Sazar DENT, aka Cesar Augusto Jimenez-Mendez, Petitioner-Appellant, v. Loretta E. LYNCH, Attorney General, Respondent-Appellee.
    No. 13-17213.
    United States Court of Appeals, Ninth Circuit.
    Argued and Submitted June 12, 2015.
    Filed June 30, 2015.
    Fatma Essam Marouf, Angela D. Morri.son, Anne R. Traum, Esquire, Director, William S. Boyd School of Law, Las Vegas, NV, for Petitioner-Appellant.
    Katharine Clark, Esquire, Trial, Walter Manning Evans, Esquire, Senior Litigation Counsel, Russell John Verby, Trial, U.S. Department of Justice, Washington, DC, for Respondent-Appellee.
    Before: HAWKINS and WATFORD, Circuit Judges and ROTHSTEIN, Senior District Judge.
    
      
       The Honorable Barbara Jacobs Rothstein, Senior District Judge for the U.S. District Court for the Western District of Washington, sitting by designation.
    
   MEMORANDUM

Petitioner, a native of Honduras, appeals the decision of the United States District Court for the District of Arizona granting the Government’s motion for summary judgment as to Petitioner’s nationality, due process, and equal protection claims. Petitioner also challenges the decision of the Board of Immigration Appeals (“BIA”) finding him eligible for removal on the grounds that he committed an aggravated felony. We have jurisdiction over this case under 8 U.S.C. § 1252(b)(5). We review the district court’s grant of summary judgment de novo. Oswalt v. Resolute Indus., Inc., 642 F.3d 856, 859 (9th Cir.2011).

Petitioner asserts that INS’s delay in handling the naturalization application filed by his mother on his behalf in 1983 and the naturalization application he filed on his own behalf in 1986 amounts to a due process violation. The district court did not address the merits of this argument, finding the cause of delay irrelevant under the then-current legal precedent. However, subsequent to the district court’s ruling, this circuit issued Brown v. Holder, 763 F.3d 1141 (9th Cir.2014), holding that a petitioner may be able to establish a claim to citizenship if he can demonstrate that the “INS acted arbitrarily and intentionally obstructed his Childhood and/or Adult Applications” or was “deliberately indifferent to whether his application^] [were] processed.” See id. at 1150. Accordingly, we vacate and remand this matter for further consideration of Petitioner’s due process claims in light of Brown.
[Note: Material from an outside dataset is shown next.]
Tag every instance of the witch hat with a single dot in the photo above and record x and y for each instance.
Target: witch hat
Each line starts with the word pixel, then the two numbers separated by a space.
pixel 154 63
This panel retains jurisdiction over any future appeal.

VACATED and REMANDED.

Each party to bear its own costs on appeal. The motion to take judicial notice is denied as moot. 
      
       This disposition is not appropriate for publication and is not precedent except as provided by Ninth Circuit Rule 36-3.
     
      
      . This court vacated the BIA’s decision on November 9, 2010, and no removal order is currently in effect.
     
      
      . The parties are familiar with all relevant facts. Therefore, we need not set out the facts here.